- Episode no.: Season 8 Episode 1
- Directed by: Lesli Linka Glatter
- Written by: Alex Gansa; Debora Cahn;
- Production code: 8WAH01
- Original air date: February 9, 2020
- Running time: 59 minutes

Guest appearances
- Mohammad Bakri as Abdul Qadir G'ulom; Tim Guinee as Scott Ryan; Andrea Deck as Jenna Bragg; Cliff Chamberlain as Mike Dunne; Charles Brice as Staff Sergeant John Durkin; Sam Chance as Specialist Drew Soto; Octavio Rodriguez as Specialist Arturo Gonzales; Victor Almanzar as Staff Sergeant Justin Wenzel; Mohammad Amiri as Arman; Jason Tottenham as Alan Yager; Kevork Malikyan as Agha Jan; Anna Kathryn Holbrook as Robin; David Hunt as Jim Turrow; Jonjo O'Neill as Doug; Emilio Cuesta as Specialist Charlie Stoudt; Anna Francolini as Dr. Foley;

Episode chronology
| ← Previous "Paean to the People" | Next → "Catch and Release" |
- Homeland season 8

= Deception Indicated =

"Deception Indicated" is the eighth season premiere of the American television drama series Homeland, and the 85th episode overall. It premiered on Showtime on February 9, 2020.

== Plot ==
While rehabilitating at Landstuhl Regional Medical Center, Carrie (Claire Danes) is interviewed by counterintelligence agent Jim Turrow (David Hunt). Turrow informs Carrie that she failed a polygraph test, and calls into question whether Carrie betrayed her loyalty during the months in captivity that she has no memory of.
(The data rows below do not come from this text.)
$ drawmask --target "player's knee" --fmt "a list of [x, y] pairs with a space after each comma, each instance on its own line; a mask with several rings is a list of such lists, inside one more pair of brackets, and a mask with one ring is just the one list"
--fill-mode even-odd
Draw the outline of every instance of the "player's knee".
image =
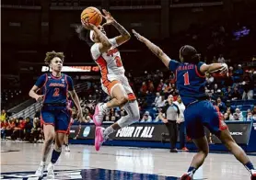
[[140, 119], [140, 113], [139, 111], [133, 112], [133, 120], [134, 122], [136, 122]]
[[128, 96], [122, 96], [119, 98], [117, 98], [119, 106], [125, 105], [128, 102]]
[[45, 143], [52, 144], [54, 141], [54, 134], [48, 134], [47, 137], [45, 137]]
[[62, 152], [62, 146], [59, 146], [57, 143], [55, 143], [55, 147], [54, 147], [54, 150], [56, 151], [56, 152]]

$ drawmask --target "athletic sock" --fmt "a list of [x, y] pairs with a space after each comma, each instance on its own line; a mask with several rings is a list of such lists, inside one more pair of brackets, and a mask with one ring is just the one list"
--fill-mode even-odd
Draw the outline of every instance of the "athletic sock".
[[55, 149], [53, 149], [51, 158], [51, 163], [55, 163], [57, 160], [59, 159], [62, 152], [57, 152]]
[[196, 168], [195, 168], [195, 167], [192, 167], [192, 166], [190, 166], [189, 169], [188, 169], [188, 173], [191, 173], [191, 172], [192, 172], [192, 174], [194, 174], [195, 171], [196, 171]]
[[115, 130], [111, 126], [109, 126], [108, 128], [106, 128], [106, 129], [103, 132], [104, 137], [109, 136], [110, 134], [113, 133]]
[[46, 162], [41, 161], [41, 162], [40, 163], [40, 165], [45, 166], [45, 165], [46, 165]]
[[254, 166], [253, 166], [253, 164], [251, 163], [251, 162], [248, 162], [247, 163], [244, 164], [244, 166], [245, 166], [246, 169], [248, 169], [249, 171], [254, 169]]
[[103, 105], [101, 105], [101, 108], [102, 108], [103, 110], [108, 109], [107, 103], [104, 103]]

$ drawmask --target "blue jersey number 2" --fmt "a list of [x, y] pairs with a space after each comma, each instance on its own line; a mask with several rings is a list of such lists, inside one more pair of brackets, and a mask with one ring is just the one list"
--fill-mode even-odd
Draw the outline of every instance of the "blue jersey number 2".
[[183, 76], [184, 76], [184, 85], [189, 85], [190, 84], [189, 72], [184, 73]]

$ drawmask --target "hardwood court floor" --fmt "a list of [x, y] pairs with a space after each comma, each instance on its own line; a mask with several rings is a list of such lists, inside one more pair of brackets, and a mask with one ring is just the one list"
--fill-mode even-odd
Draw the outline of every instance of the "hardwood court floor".
[[[1, 179], [38, 179], [32, 174], [41, 161], [42, 144], [1, 141]], [[71, 145], [55, 165], [56, 179], [162, 180], [180, 179], [194, 153], [167, 149]], [[50, 154], [51, 156], [52, 154]], [[250, 156], [256, 164], [256, 156]], [[49, 157], [50, 160], [50, 157]], [[43, 179], [46, 179], [44, 177]], [[194, 179], [249, 180], [247, 170], [231, 154], [210, 153]]]

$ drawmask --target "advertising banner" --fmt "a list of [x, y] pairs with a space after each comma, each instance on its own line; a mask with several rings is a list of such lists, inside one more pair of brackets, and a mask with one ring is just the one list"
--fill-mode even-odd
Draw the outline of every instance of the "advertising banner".
[[[247, 144], [250, 133], [250, 123], [227, 123], [234, 140], [239, 144]], [[106, 128], [110, 124], [103, 124]], [[111, 140], [118, 141], [161, 141], [162, 134], [169, 134], [166, 126], [162, 123], [134, 123], [112, 133]], [[220, 141], [205, 129], [205, 134], [211, 143], [220, 143]], [[70, 138], [77, 140], [92, 140], [95, 136], [95, 126], [73, 125], [70, 130]], [[211, 137], [210, 137], [211, 136]]]

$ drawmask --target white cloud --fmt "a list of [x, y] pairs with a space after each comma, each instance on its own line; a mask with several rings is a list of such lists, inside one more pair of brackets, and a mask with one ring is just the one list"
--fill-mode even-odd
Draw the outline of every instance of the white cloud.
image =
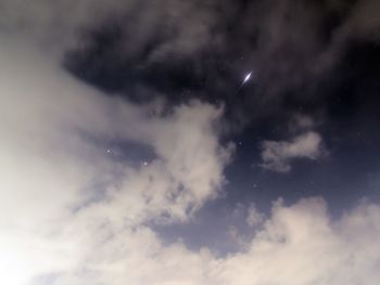
[[[135, 257], [148, 260], [161, 246], [143, 222], [186, 220], [217, 195], [231, 152], [219, 144], [215, 129], [220, 108], [191, 102], [152, 116], [152, 108], [160, 109], [154, 104], [136, 106], [109, 98], [71, 78], [31, 47], [4, 42], [1, 283], [31, 284], [51, 273], [60, 283], [75, 278], [72, 273], [83, 267], [91, 276], [114, 267], [110, 250], [117, 251], [117, 243], [124, 242], [125, 250], [117, 252], [126, 255], [126, 264], [138, 267]], [[114, 160], [107, 146], [98, 143], [110, 140], [147, 145], [156, 158], [148, 166]], [[148, 247], [138, 247], [144, 239]]]
[[[223, 111], [192, 102], [152, 117], [155, 103], [106, 96], [31, 47], [0, 39], [1, 284], [378, 283], [376, 204], [340, 219], [320, 198], [276, 203], [267, 219], [252, 209], [263, 228], [227, 257], [165, 245], [147, 221], [187, 220], [224, 183], [231, 150], [214, 128]], [[156, 157], [147, 166], [115, 160], [97, 143], [110, 140]], [[320, 155], [315, 132], [268, 143], [269, 164]]]
[[290, 161], [295, 158], [318, 159], [324, 155], [322, 139], [315, 131], [307, 131], [291, 141], [264, 141], [262, 150], [263, 168], [288, 172]]

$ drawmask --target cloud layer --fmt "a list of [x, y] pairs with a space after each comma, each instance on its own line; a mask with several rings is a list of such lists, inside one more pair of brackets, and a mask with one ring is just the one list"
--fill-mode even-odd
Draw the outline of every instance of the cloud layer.
[[[223, 191], [224, 170], [233, 154], [232, 144], [221, 143], [224, 108], [199, 100], [132, 104], [75, 79], [56, 60], [64, 57], [67, 47], [80, 47], [76, 33], [84, 26], [136, 10], [144, 11], [137, 13], [136, 23], [147, 26], [139, 25], [141, 33], [135, 37], [123, 30], [122, 39], [132, 37], [135, 43], [127, 54], [150, 46], [148, 38], [162, 18], [175, 25], [149, 52], [149, 61], [174, 53], [189, 56], [210, 40], [219, 42], [211, 33], [217, 11], [212, 4], [140, 2], [0, 2], [0, 283], [378, 284], [378, 204], [363, 202], [340, 218], [332, 218], [322, 198], [293, 205], [279, 199], [268, 216], [252, 207], [246, 221], [254, 234], [246, 238], [235, 232], [244, 243], [225, 257], [206, 247], [190, 250], [181, 241], [167, 244], [160, 238], [151, 223], [191, 222]], [[371, 5], [366, 3], [357, 3], [363, 7], [357, 11], [367, 11]], [[154, 9], [147, 9], [151, 4]], [[284, 15], [283, 9], [280, 4], [274, 18], [263, 22], [273, 31], [268, 42], [261, 38], [263, 52], [273, 48], [269, 55], [283, 46], [277, 34], [282, 17], [276, 16]], [[228, 17], [233, 11], [221, 13]], [[378, 27], [372, 17], [365, 23], [362, 14], [357, 22], [350, 18], [346, 23], [356, 23], [351, 25], [360, 31], [355, 35], [372, 35]], [[297, 35], [309, 27], [299, 27], [295, 46]], [[52, 46], [41, 49], [47, 43]], [[287, 62], [281, 66], [281, 74], [293, 68]], [[119, 147], [125, 143], [141, 146], [134, 159], [128, 147]], [[321, 154], [320, 135], [305, 131], [290, 141], [265, 142], [263, 161], [271, 170], [288, 171], [292, 159], [317, 159]]]

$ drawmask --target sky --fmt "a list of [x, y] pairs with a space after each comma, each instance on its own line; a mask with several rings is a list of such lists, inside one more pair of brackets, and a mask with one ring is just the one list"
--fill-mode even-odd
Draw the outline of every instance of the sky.
[[0, 0], [0, 283], [376, 285], [380, 2]]

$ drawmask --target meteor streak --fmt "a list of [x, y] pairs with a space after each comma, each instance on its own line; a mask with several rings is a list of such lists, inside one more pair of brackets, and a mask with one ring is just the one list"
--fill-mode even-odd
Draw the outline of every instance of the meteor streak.
[[235, 95], [237, 95], [239, 93], [239, 91], [243, 88], [243, 86], [251, 79], [251, 76], [252, 76], [252, 72], [250, 72], [248, 75], [245, 75], [243, 82], [240, 85], [240, 87]]

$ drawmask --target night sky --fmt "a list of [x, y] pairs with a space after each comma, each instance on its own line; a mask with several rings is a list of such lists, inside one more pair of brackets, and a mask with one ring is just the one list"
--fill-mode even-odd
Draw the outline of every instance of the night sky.
[[377, 285], [380, 2], [0, 0], [0, 283]]

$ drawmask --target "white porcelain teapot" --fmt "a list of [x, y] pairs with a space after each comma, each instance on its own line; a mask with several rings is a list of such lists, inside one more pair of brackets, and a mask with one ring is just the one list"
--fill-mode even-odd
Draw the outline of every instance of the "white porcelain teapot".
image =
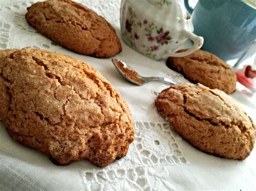
[[[203, 45], [203, 38], [193, 33], [183, 0], [122, 0], [120, 17], [124, 42], [153, 59], [185, 56]], [[193, 46], [176, 53], [187, 39]]]

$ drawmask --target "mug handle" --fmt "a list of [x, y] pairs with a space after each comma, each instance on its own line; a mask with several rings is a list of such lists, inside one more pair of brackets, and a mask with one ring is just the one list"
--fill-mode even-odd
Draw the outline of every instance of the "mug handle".
[[188, 39], [191, 40], [193, 41], [193, 45], [192, 47], [187, 50], [185, 52], [183, 52], [180, 53], [167, 53], [165, 54], [163, 57], [184, 57], [187, 56], [194, 52], [197, 51], [198, 49], [199, 49], [203, 46], [204, 44], [204, 38], [202, 37], [198, 37], [194, 34], [192, 32], [190, 32], [185, 30], [181, 31], [181, 34], [186, 36]]
[[191, 8], [191, 7], [190, 6], [188, 1], [189, 0], [184, 0], [184, 4], [185, 6], [186, 6], [186, 9], [187, 9], [187, 11], [190, 15], [191, 15], [194, 9]]

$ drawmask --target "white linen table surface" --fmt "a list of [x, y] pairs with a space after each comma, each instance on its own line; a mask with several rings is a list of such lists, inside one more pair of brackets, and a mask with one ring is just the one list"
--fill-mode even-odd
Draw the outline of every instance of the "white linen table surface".
[[[120, 0], [76, 1], [108, 20], [120, 39]], [[139, 87], [125, 80], [111, 59], [97, 59], [69, 51], [41, 35], [26, 22], [26, 8], [35, 1], [0, 1], [0, 48], [40, 48], [70, 55], [99, 70], [127, 101], [134, 121], [136, 138], [127, 155], [105, 168], [86, 160], [64, 166], [18, 144], [0, 122], [0, 190], [255, 190], [255, 148], [245, 160], [221, 158], [197, 150], [158, 114], [157, 94], [168, 85], [150, 82]], [[123, 51], [114, 58], [145, 76], [172, 77], [188, 82], [166, 66], [132, 49], [121, 39]], [[255, 94], [238, 90], [230, 95], [256, 122]], [[0, 105], [1, 107], [1, 105]]]

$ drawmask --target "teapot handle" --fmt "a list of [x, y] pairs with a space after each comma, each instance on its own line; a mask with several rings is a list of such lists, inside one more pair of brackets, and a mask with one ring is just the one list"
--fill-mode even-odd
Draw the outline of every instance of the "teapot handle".
[[187, 38], [190, 39], [193, 41], [193, 46], [185, 52], [180, 53], [172, 53], [169, 52], [165, 54], [163, 58], [166, 57], [184, 57], [187, 56], [190, 54], [193, 53], [194, 52], [199, 49], [204, 44], [204, 38], [202, 37], [199, 37], [194, 34], [192, 32], [187, 31], [185, 30], [181, 31], [181, 33]]
[[187, 9], [188, 13], [191, 15], [194, 9], [191, 8], [191, 7], [190, 6], [188, 1], [189, 0], [184, 0], [185, 6], [186, 6], [186, 9]]

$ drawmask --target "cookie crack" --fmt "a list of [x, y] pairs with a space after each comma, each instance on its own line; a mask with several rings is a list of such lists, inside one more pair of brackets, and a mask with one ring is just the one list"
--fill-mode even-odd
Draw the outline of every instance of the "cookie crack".
[[[1, 73], [0, 73], [0, 77], [4, 80], [7, 83], [10, 83], [10, 81], [8, 80], [6, 80], [6, 79], [3, 76], [3, 74]], [[10, 105], [8, 107], [8, 111], [11, 111], [11, 104], [12, 102], [12, 95], [11, 94], [10, 90], [10, 87], [8, 86], [3, 84], [3, 86], [5, 86], [6, 89], [7, 89], [7, 94], [8, 94], [8, 96], [9, 97], [10, 99]]]
[[[76, 66], [74, 66], [73, 65], [72, 65], [72, 63], [70, 63], [68, 62], [66, 62], [66, 61], [65, 61], [65, 62], [66, 63], [68, 63], [69, 65], [72, 65], [73, 67], [76, 68], [77, 68], [80, 71], [82, 71], [83, 72], [83, 73], [86, 76], [86, 77], [87, 78], [87, 79], [89, 79], [89, 80], [91, 80], [91, 82], [92, 82], [94, 84], [95, 84], [96, 86], [98, 86], [98, 88], [100, 89], [100, 90], [103, 90], [103, 89], [102, 88], [102, 86], [100, 86], [100, 83], [99, 83], [99, 81], [100, 80], [97, 80], [97, 77], [96, 77], [95, 76], [92, 76], [92, 74], [94, 74], [93, 73], [89, 73], [86, 70], [85, 70], [84, 69], [79, 67], [77, 67]], [[119, 97], [117, 94], [114, 94], [113, 91], [111, 91], [111, 88], [110, 87], [110, 86], [109, 86], [109, 84], [105, 82], [102, 82], [102, 84], [104, 86], [104, 87], [105, 88], [106, 88], [106, 89], [110, 93], [110, 96], [111, 96], [111, 97], [114, 98], [116, 100], [116, 101], [117, 102], [117, 104], [119, 105], [119, 106], [122, 108], [122, 110], [123, 112], [124, 112], [125, 111], [125, 109], [124, 108], [123, 108], [123, 107], [122, 105], [122, 104], [120, 104], [118, 101], [118, 100], [117, 100], [117, 97]]]
[[217, 66], [218, 67], [220, 67], [221, 68], [223, 68], [225, 69], [230, 69], [229, 67], [228, 67], [227, 66], [225, 66], [224, 65], [218, 65], [218, 64], [216, 64], [216, 63], [215, 63], [216, 62], [210, 62], [210, 61], [209, 61], [208, 59], [200, 59], [199, 58], [193, 58], [193, 57], [191, 57], [189, 59], [191, 60], [194, 60], [194, 61], [196, 61], [197, 62], [200, 62], [203, 64], [205, 63], [207, 65], [209, 65], [209, 66], [212, 66], [212, 65]]
[[220, 125], [221, 126], [224, 126], [225, 128], [230, 128], [232, 126], [232, 123], [230, 123], [229, 124], [226, 124], [225, 123], [224, 123], [223, 121], [220, 121], [218, 123], [214, 122], [211, 119], [206, 119], [206, 118], [200, 118], [198, 116], [197, 116], [195, 114], [193, 113], [190, 112], [187, 108], [185, 107], [185, 104], [187, 102], [187, 97], [185, 94], [183, 94], [183, 101], [184, 101], [184, 105], [183, 105], [183, 108], [184, 108], [184, 111], [185, 112], [186, 112], [187, 114], [190, 115], [190, 116], [193, 117], [195, 118], [196, 120], [198, 121], [207, 121], [208, 123], [210, 123], [211, 125], [214, 126], [219, 126]]

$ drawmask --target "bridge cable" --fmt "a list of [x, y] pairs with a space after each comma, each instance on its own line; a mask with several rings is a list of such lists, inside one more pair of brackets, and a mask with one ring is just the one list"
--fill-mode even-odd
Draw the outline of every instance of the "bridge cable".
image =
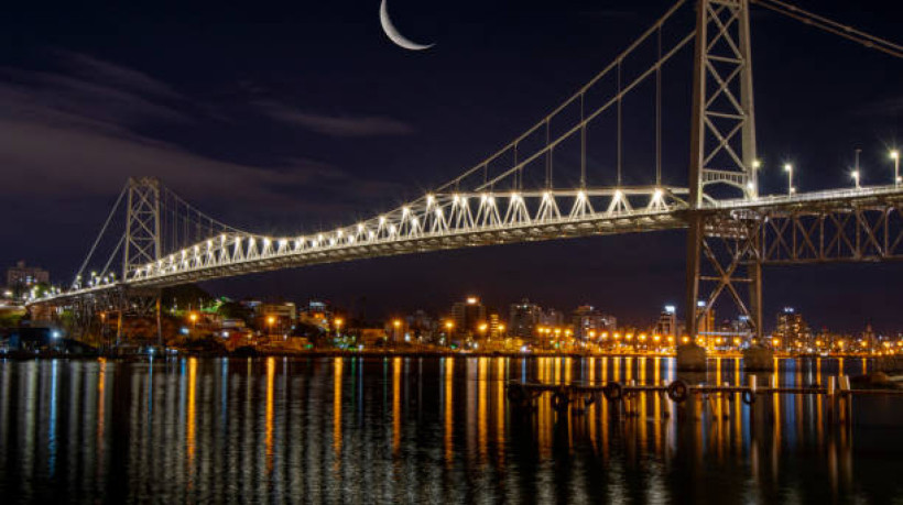
[[[662, 26], [659, 26], [656, 62], [662, 61]], [[662, 67], [655, 67], [655, 186], [662, 185]]]
[[[100, 244], [100, 240], [104, 238], [104, 233], [106, 233], [107, 228], [110, 226], [110, 221], [112, 221], [113, 216], [116, 215], [117, 208], [119, 208], [119, 204], [122, 202], [122, 197], [126, 196], [126, 190], [128, 189], [129, 185], [122, 186], [122, 190], [119, 191], [119, 197], [116, 199], [116, 204], [113, 204], [112, 209], [110, 209], [110, 213], [107, 216], [107, 220], [104, 222], [104, 227], [100, 229], [100, 233], [97, 234], [97, 239], [94, 241], [94, 245], [91, 245], [90, 251], [88, 251], [87, 257], [85, 261], [81, 262], [81, 266], [78, 268], [78, 273], [75, 274], [76, 281], [85, 273], [85, 268], [88, 266], [88, 262], [91, 261], [91, 256], [94, 252], [97, 250], [97, 246]], [[124, 237], [124, 234], [122, 235]]]
[[[655, 70], [659, 70], [659, 67], [655, 67]], [[618, 184], [617, 187], [621, 187], [621, 59], [618, 59]]]
[[[595, 77], [589, 79], [589, 81], [587, 81], [583, 87], [580, 87], [575, 94], [573, 94], [569, 98], [564, 100], [561, 105], [558, 105], [558, 107], [556, 107], [551, 112], [548, 112], [545, 118], [543, 118], [540, 121], [537, 121], [536, 123], [534, 123], [533, 127], [529, 128], [526, 131], [521, 133], [520, 136], [515, 138], [513, 141], [511, 141], [510, 143], [508, 143], [507, 145], [504, 145], [500, 150], [496, 151], [493, 154], [491, 154], [489, 157], [487, 157], [483, 162], [480, 162], [476, 165], [472, 165], [470, 168], [465, 171], [463, 174], [460, 174], [457, 177], [455, 177], [455, 178], [439, 185], [436, 188], [436, 193], [442, 193], [442, 191], [444, 191], [444, 190], [446, 190], [450, 187], [454, 187], [455, 190], [457, 191], [460, 187], [460, 182], [463, 179], [467, 178], [468, 176], [472, 175], [478, 169], [480, 169], [482, 167], [483, 163], [490, 162], [490, 161], [499, 157], [501, 154], [503, 154], [503, 153], [508, 152], [510, 149], [512, 149], [512, 146], [516, 145], [518, 143], [524, 141], [526, 138], [529, 138], [533, 133], [537, 132], [541, 128], [543, 128], [545, 125], [546, 121], [550, 118], [552, 118], [554, 116], [557, 116], [562, 110], [567, 108], [569, 105], [572, 105], [578, 97], [580, 97], [581, 95], [586, 94], [589, 89], [591, 89], [599, 80], [601, 80], [603, 77], [609, 75], [611, 73], [611, 70], [614, 69], [616, 65], [618, 65], [620, 63], [621, 59], [623, 59], [627, 55], [633, 53], [643, 42], [645, 42], [653, 33], [655, 33], [656, 30], [659, 30], [667, 20], [670, 20], [674, 15], [674, 13], [677, 12], [679, 10], [679, 8], [684, 6], [684, 3], [686, 3], [686, 0], [677, 0], [674, 3], [674, 6], [672, 6], [667, 10], [667, 12], [664, 13], [664, 15], [659, 18], [659, 20], [650, 29], [648, 29], [645, 32], [643, 32], [635, 41], [633, 41], [633, 43], [630, 46], [628, 46], [627, 50], [622, 51], [620, 53], [620, 55], [612, 63], [610, 63], [601, 72], [596, 74]], [[690, 35], [690, 37], [692, 36], [693, 35]], [[677, 45], [683, 46], [688, 41], [685, 39], [682, 42], [679, 42]], [[673, 51], [670, 52], [670, 54], [673, 54]], [[667, 59], [667, 57], [665, 59]], [[587, 121], [594, 119], [595, 116], [597, 116], [597, 114], [590, 116], [590, 118], [588, 118]], [[581, 125], [586, 124], [587, 121], [583, 121]], [[569, 132], [569, 133], [573, 133], [573, 132]], [[553, 142], [553, 144], [554, 144], [554, 142]], [[545, 153], [545, 150], [543, 150], [542, 152], [540, 152], [537, 154], [542, 155], [544, 153]], [[535, 160], [535, 156], [530, 157], [530, 161], [533, 161], [533, 160]], [[514, 168], [520, 169], [524, 165], [525, 165], [525, 163], [521, 162], [521, 164], [515, 166]], [[510, 173], [511, 173], [511, 171], [505, 172], [504, 175], [508, 176], [508, 175], [510, 175]], [[498, 179], [498, 177], [497, 177], [497, 179]]]
[[878, 50], [882, 53], [903, 59], [903, 46], [894, 44], [885, 39], [881, 39], [866, 32], [856, 30], [852, 26], [831, 21], [822, 15], [799, 9], [796, 6], [782, 2], [780, 0], [750, 0], [752, 3], [764, 7], [779, 14], [793, 18], [804, 24], [813, 25], [835, 35], [842, 36], [866, 47]]

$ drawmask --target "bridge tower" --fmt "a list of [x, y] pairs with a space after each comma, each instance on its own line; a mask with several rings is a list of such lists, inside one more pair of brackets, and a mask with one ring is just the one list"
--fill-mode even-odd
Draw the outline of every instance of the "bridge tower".
[[[139, 266], [161, 257], [160, 189], [156, 177], [129, 177], [122, 281], [132, 277]], [[155, 288], [124, 288], [119, 294], [117, 343], [122, 337], [122, 316], [129, 309], [143, 314], [156, 312], [157, 343], [163, 343], [160, 294], [160, 289]]]
[[160, 260], [160, 179], [129, 177], [122, 279]]
[[736, 198], [737, 191], [750, 200], [758, 198], [752, 95], [749, 0], [698, 0], [687, 211], [690, 339], [726, 295], [761, 341], [761, 222], [752, 212], [717, 209], [719, 197]]

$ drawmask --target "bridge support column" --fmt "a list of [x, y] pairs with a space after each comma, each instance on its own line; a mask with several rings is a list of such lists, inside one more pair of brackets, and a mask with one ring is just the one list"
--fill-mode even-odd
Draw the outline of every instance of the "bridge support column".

Saul (Mandy Patinkin), having been retained as National Security Advisor by new president Warner, is leading the U.S. effort to end the war in Afghanistan. Negotiations fall apart when Afghanistan's Vice President, Abdul Qadir G'ulom (Mohammad Bakri), announces he will refuse to honor the proposed terms. Saul recruits Carrie to join him in Kabul to help salvage the peace talks, despite warnings from Carrie's caretakers at the hospital that she is not ready.

Max (Maury Sterling) joins a platoon of soldiers in Korangal Valley with the aim of repairing a listening device near the Pakistan border which intercepts Taliban communications. Their unit comes under fire, but Max is able to service the device, and confirms it is operational back at the base.

In Afghanistan, Carrie reunites with former colleague Mike Dunne (Cliff Chamberlain), now the station chief in Kabul, who assigns young agent Jenna Bragg (Andrea Deck) to shadow Carrie. Carrie visits the home of one of her former assets, but learns he was branded a traitor by the Taliban and publicly executed. Growing more concerned about what information she may have revealed while in captivity, she asks Mike whether Russia shares information with the Taliban; he confirms that they do. Carrie is further disturbed the next day when, while waiting to meet with G'ulom, she sees her Russian captor Yevgeny Gromov (Costa Ronin) coming out of G'ulom's office.

== Production ==
The episode was directed by executive producer Lesli Linka Glatter and co-written by showrunner Alex Gansa and executive producer Debora Cahn.

== Reception ==
=== Reviews ===
The episode received an approval rating of 100% on the review aggregator Rotten Tomatoes based on five reviews.

The A.V. Club's Scott Von Doviak gave the episode a "B+" grade, and praised the direction: "Homeland ratchets up to its tense, suspenseful best under series veteran Leslie Linka Glatter’s direction as the story cuts between Carrie’s attempt to secretly meet with an old asset and Max accompanied by troops into Taliban territory to carry out his mission". Emma Fraser of Collider said of the episode "Setting the stage before the final curtain, Homeland and Claire Danes have reminded audiences why we were so enraptured when it first debuted nearly 10 years ago".

=== Ratings ===
The original broadcast was watched by 600,000 viewers.